A. The economic case for HS2 between London and Birmingham has been over-stated, as recent reports rightly indicate. But there is a good case for the long-distance London to the North high-speed line and, as it goes past Birmingham, we clearly want to be connected to it. So I’m in favour – but not necessarily for the reasons that the business community here put up about boosting local business.

I think the real benefit will come via linking to the airport and boosting the airport’s connectivity in the UK, while a longer runway boosts international connectivity.But HS2 is not enough if our creaking local infrastructure means it still takes an hour and half to get to Coventry from where I live, or a gruelling bus journey into Birmingham city centre. Our local infrastructure is holding things back. HS2 should be seen as part of a more general upgrading of our infrastructure – but also we need to make sure that local connectivity is improved.
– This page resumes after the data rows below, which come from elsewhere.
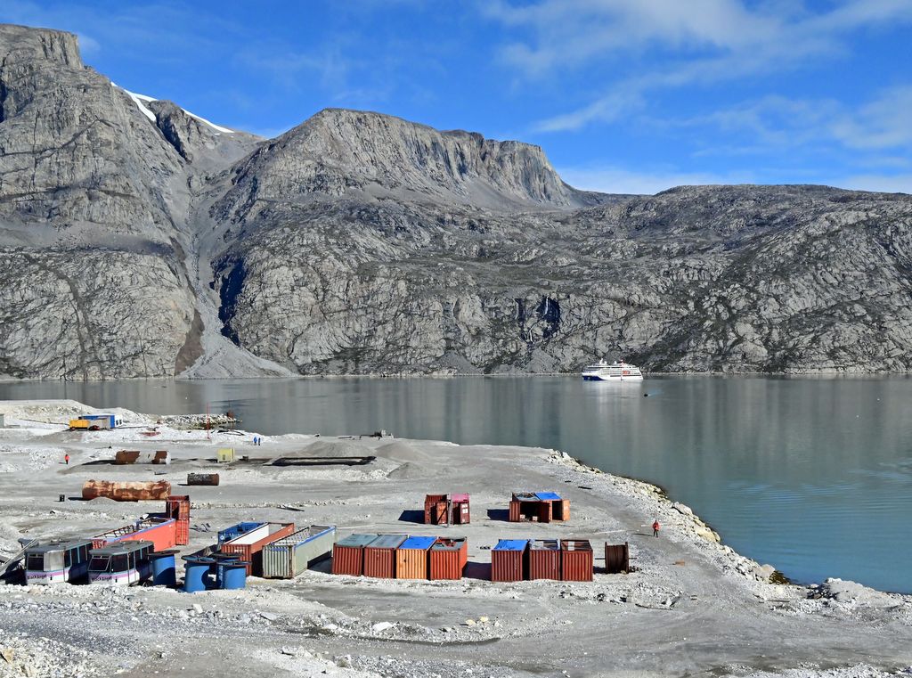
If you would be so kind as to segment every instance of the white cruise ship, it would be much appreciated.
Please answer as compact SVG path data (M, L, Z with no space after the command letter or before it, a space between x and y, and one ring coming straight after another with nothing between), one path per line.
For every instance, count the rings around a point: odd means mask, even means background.
M638 367L624 360L610 364L599 360L583 370L583 379L586 381L642 381L643 373Z

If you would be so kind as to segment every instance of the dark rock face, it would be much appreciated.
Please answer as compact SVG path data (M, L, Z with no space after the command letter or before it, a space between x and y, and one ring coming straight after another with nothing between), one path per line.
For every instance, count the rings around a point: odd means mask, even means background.
M263 141L141 107L0 26L0 374L910 368L908 195L604 195L377 113Z

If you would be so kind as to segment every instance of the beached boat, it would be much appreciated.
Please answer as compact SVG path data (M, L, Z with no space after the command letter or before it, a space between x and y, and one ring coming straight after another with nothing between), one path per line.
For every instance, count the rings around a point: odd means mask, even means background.
M586 381L642 381L643 373L638 367L624 362L624 360L615 360L610 364L605 360L599 360L584 368L583 380Z

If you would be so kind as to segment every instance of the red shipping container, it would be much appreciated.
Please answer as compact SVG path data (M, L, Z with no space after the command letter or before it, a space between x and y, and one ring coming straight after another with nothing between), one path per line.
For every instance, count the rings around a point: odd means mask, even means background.
M552 502L544 500L538 505L538 522L540 523L550 523L551 522L551 504Z
M525 539L501 539L491 549L491 580L522 581L528 572L528 546Z
M453 495L452 501L452 524L468 525L472 522L472 516L469 510L468 495Z
M150 541L154 550L166 551L177 546L177 521L173 518L146 518L92 537L92 548L117 541Z
M513 499L510 502L510 522L518 523L523 519L523 514L520 511L519 502Z
M165 499L165 513L169 517L177 520L178 546L190 543L190 496L188 495L171 495Z
M246 561L247 576L263 574L263 547L295 531L294 523L265 523L222 545L223 553L240 556Z
M592 581L595 558L588 539L561 539L561 579Z
M447 522L447 495L425 495L424 524L443 525Z
M378 535L364 548L364 576L396 578L396 549L409 537L406 535Z
M627 542L605 545L605 571L609 574L630 571L630 547Z
M570 519L569 499L560 499L557 501L551 502L551 519L552 520Z
M333 545L333 574L360 577L364 573L364 548L377 535L349 535Z
M529 579L561 578L561 545L557 539L535 539L529 543Z
M440 537L430 547L430 579L461 579L469 562L469 540L465 537Z

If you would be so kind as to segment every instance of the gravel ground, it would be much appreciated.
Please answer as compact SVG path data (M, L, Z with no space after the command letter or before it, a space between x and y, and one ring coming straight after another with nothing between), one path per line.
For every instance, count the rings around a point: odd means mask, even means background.
M604 474L553 450L432 441L264 436L158 424L119 413L114 432L67 432L70 402L0 403L0 555L22 537L90 536L161 502L79 495L89 478L165 479L192 501L190 546L239 520L338 526L353 532L469 537L466 577L426 582L334 577L324 561L294 580L252 578L243 591L0 586L0 676L833 676L912 673L912 598L831 579L770 583L656 487ZM190 428L192 421L181 418ZM192 419L192 418L191 418ZM38 422L40 421L41 422ZM254 463L216 467L217 447ZM167 466L98 464L119 449L168 449ZM63 464L68 452L70 465ZM282 455L376 455L363 466L264 465ZM217 487L183 486L188 471ZM163 475L159 475L163 474ZM505 522L513 490L571 499L566 523ZM472 494L472 522L414 522L427 493ZM658 517L654 538L646 526ZM596 548L589 582L488 580L501 537L582 537ZM630 544L630 574L605 574L601 547ZM773 578L774 579L774 578Z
Q. Can the Airports Commission be persuaded to make the West Midlands integral to the UK’s plans for coping with aviation growth? Or is a second runway for Birmingham Airport
a lost cause?

A. There’s a strong case to be made here and business leaders and politicians need to get behind it, given the links between the West Midlands and India and the Far East. Think of Tata with JLR and Shanghai Automotive with MG Motors, the extensive links between our local universities and those in China and the Far East. If we really want to export of way out of trouble we need to give local businesses a world-class infrastructure.

Q. What other major investment plans in the West Midlands should big businesses be focusing on?

A. This shift in economic growth and power to the emerging economies is the definitive economic trend of this century. We need to capitalise on it; if British-based firms don’t sell their goods and services there then firms from rival trading nations will do, as will rapidly-developing domestic firms in the likes of China and India keen to adopt western technologies and snap up Western brands. So we should be doing everything possible to encourage our firms to export.